“America!” he said. “Oh, Lord!” he groaned. “Do you want me to drop down dead here with a dull, sickening thud, Ann?”

“You're not going to drop down dead,” she replied convincedly. “You're going to stay here and do whatever it's your duty to do, now you've come into Temple Barholm.”

“Am I?” he answered. “Well, we'll see what I'm going to do when I've had time to make up my mind. It may be something different from what you'd think, and it mayn't. Just now I'm going to do what you tell me. Go ahead, Little Ann.”

She thought the matter over with her most destructive little air of sensible intentness.

“Well, it may seem like meddling, but it isn't,” she began rather concernedly. “It's just that I'm used to looking after people. I wanted to talk to you about your clothes.”

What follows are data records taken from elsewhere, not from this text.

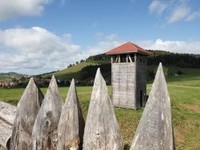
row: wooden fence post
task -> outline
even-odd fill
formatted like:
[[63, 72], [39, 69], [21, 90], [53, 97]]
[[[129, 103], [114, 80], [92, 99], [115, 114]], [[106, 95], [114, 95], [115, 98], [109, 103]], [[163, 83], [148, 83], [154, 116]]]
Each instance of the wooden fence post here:
[[56, 149], [57, 125], [61, 110], [62, 100], [53, 76], [33, 126], [33, 150]]
[[16, 106], [0, 101], [0, 150], [10, 147]]
[[84, 131], [84, 150], [122, 150], [123, 141], [108, 95], [105, 80], [98, 68]]
[[174, 149], [170, 98], [161, 63], [130, 150], [151, 149]]
[[43, 100], [43, 94], [30, 79], [17, 105], [10, 149], [27, 150], [32, 147], [32, 128]]
[[85, 123], [73, 79], [58, 124], [57, 149], [82, 149], [84, 125]]

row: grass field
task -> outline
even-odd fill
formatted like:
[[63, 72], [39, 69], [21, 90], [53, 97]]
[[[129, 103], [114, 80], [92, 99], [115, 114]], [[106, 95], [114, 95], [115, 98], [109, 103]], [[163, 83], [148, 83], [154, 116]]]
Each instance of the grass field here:
[[[200, 150], [200, 73], [168, 78], [176, 149]], [[111, 87], [109, 86], [109, 92]], [[151, 84], [148, 84], [148, 91]], [[17, 104], [24, 89], [0, 89], [0, 100]], [[68, 88], [59, 88], [65, 100]], [[42, 89], [43, 93], [46, 89]], [[92, 87], [77, 87], [84, 117], [87, 116]], [[126, 147], [129, 147], [143, 109], [115, 109]]]

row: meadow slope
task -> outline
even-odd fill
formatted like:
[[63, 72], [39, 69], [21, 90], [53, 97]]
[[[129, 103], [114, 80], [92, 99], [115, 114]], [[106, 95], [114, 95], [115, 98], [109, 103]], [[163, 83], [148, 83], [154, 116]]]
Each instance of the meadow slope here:
[[[200, 72], [196, 70], [190, 74], [171, 76], [167, 79], [168, 90], [171, 98], [173, 128], [177, 150], [200, 149]], [[111, 93], [111, 87], [109, 86]], [[148, 91], [151, 84], [148, 84]], [[60, 87], [63, 101], [66, 98], [68, 87]], [[24, 89], [0, 88], [0, 100], [17, 104]], [[46, 88], [42, 88], [45, 94]], [[92, 86], [77, 87], [78, 96], [84, 117], [91, 96]], [[124, 143], [129, 147], [143, 109], [130, 110], [115, 108], [118, 123], [121, 128]]]

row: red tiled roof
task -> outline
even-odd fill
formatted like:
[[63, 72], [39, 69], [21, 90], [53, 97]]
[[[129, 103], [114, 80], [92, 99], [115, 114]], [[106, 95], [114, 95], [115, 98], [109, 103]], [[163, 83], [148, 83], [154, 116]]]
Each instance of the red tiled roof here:
[[136, 44], [131, 42], [124, 43], [110, 51], [108, 51], [107, 55], [115, 55], [115, 54], [127, 54], [127, 53], [139, 53], [142, 55], [151, 55], [150, 52], [146, 51], [145, 49], [139, 47]]

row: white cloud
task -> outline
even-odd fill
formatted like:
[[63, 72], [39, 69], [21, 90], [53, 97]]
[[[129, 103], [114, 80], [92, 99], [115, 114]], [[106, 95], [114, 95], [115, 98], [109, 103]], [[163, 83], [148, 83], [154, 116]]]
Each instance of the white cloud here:
[[52, 0], [0, 0], [0, 21], [16, 16], [40, 15]]
[[145, 49], [200, 54], [200, 41], [165, 41], [157, 39], [155, 41], [139, 41], [138, 43]]
[[194, 10], [190, 0], [152, 0], [149, 11], [162, 15], [168, 23], [200, 18], [200, 9]]
[[81, 57], [71, 35], [58, 37], [40, 27], [0, 30], [0, 70], [38, 74], [63, 69]]
[[174, 23], [180, 20], [184, 20], [191, 13], [191, 10], [188, 5], [182, 4], [172, 12], [171, 16], [168, 19], [168, 23]]
[[162, 14], [167, 7], [167, 3], [159, 0], [153, 0], [149, 5], [149, 10], [151, 13]]

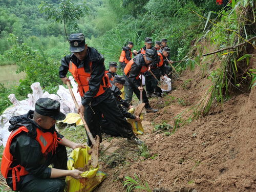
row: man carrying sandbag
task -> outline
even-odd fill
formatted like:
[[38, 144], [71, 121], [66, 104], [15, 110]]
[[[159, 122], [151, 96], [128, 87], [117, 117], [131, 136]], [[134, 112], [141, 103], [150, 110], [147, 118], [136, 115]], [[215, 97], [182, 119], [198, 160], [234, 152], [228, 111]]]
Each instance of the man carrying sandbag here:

“My clothes?” he replied, bewildered a moment; but the next he understood and grinned. “I haven't got any. My valet—think of T. T. with a valet!—told me so last night.”

“That's what I thought,” she said maternally. “I got Mrs. Bowse to write to me, and she told me you were so hurried and excited you hadn't time for anything.”

“I just rushed into Cohen's the last day and yanked a few things off the ready-made counter.”

She looked him over with impersonal criticism.

“I thought so. Those you've got on won't do at all.”